1 ...7 8 9 11 12 13 ...25 —Quizás, con ayuda externa; quiero decir, con la colaboración de una empresa extranjera. Fadilah, Cemal o yo no podemos hacernos cargo de más proyectos y además nos faltan especialistas. Es una excavación muy compleja para nosotros, Adnan —su mente iba maquinando mientras le respondía con cautela.
Al llegar a Ankara fueron en un taxi directamente a la universidad. Nazim aseguró las muestras extraídas en un cajón de la estantería, bajo llave. Cerró la puerta de su despacho y le dio a entender al encargado Adnan que debían hablar del asunto antes de irse cada uno a su casa. Adnan se sintió valorado por la necesidad del catedrático de comunicarse con él. Nazim encendió su pipa, le dio varias chupadas y se liberó de las gafas durante un instante. La mirada grisácea, disminuida pareció medir el torso del encargado, su cabeza de pelo crespo. Adnan supo que el temblor apenas perceptible en las manos del catedrático y sus labios fundidos en una raya morada, eran el adelanto de una advertencia implacable.
—Será un secreto más entre usted y yo… Sabe que no abriré la boca en ningún caso —se adelantó Adnan.
Nazim se lo agradeció con palabras y gestos, le agradó que se hubiese adelantado a su petición.
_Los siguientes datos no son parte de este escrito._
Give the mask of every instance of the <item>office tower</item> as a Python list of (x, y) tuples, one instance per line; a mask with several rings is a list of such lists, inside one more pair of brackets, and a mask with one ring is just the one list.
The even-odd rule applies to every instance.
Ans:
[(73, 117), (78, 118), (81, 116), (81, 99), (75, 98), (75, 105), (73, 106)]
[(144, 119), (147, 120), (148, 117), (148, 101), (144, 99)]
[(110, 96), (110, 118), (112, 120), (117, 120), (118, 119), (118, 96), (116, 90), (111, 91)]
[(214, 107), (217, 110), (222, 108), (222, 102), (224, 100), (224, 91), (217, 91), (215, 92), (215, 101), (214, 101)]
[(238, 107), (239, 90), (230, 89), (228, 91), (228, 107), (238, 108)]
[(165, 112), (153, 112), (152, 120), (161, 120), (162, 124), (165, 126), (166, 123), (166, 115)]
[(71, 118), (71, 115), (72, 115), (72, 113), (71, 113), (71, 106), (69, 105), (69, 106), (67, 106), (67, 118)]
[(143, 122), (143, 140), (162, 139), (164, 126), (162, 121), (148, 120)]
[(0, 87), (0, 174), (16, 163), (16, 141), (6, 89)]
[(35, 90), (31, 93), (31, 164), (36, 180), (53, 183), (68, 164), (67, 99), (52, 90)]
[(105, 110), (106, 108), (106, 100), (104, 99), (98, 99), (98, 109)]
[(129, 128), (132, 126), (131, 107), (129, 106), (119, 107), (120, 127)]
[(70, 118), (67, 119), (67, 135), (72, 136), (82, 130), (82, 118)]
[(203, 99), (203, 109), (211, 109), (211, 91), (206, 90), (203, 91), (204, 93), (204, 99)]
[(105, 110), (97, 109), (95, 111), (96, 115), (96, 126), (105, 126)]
Fumaron sin hablar durante una pausa.
Nazim descargó un puñetazo sobre la mesa que le provocó una reacción refleja en el encargado.
—¡Ibrahim…!, ¿qué me dices de tu pareja de caza?
Adnan humilló la mirada y apagó el cigarro.
—Ha trabajado conmigo en Villa Aquilae y en la costa, de guía de maniobras con la pala y el bulldozer; no se le ocurrirá decir nada… Respondo de él ante usted. Nazim detuvo sus ojos en la cara de Adnan y a este lo recorrió un escalofrío.
—Lo siento por el tal Ibrahim —el catedrático puso su mano sobre la del encargado y le habló casi con ternura—, no ha debido tener la fortuna de dar con aquel agujero.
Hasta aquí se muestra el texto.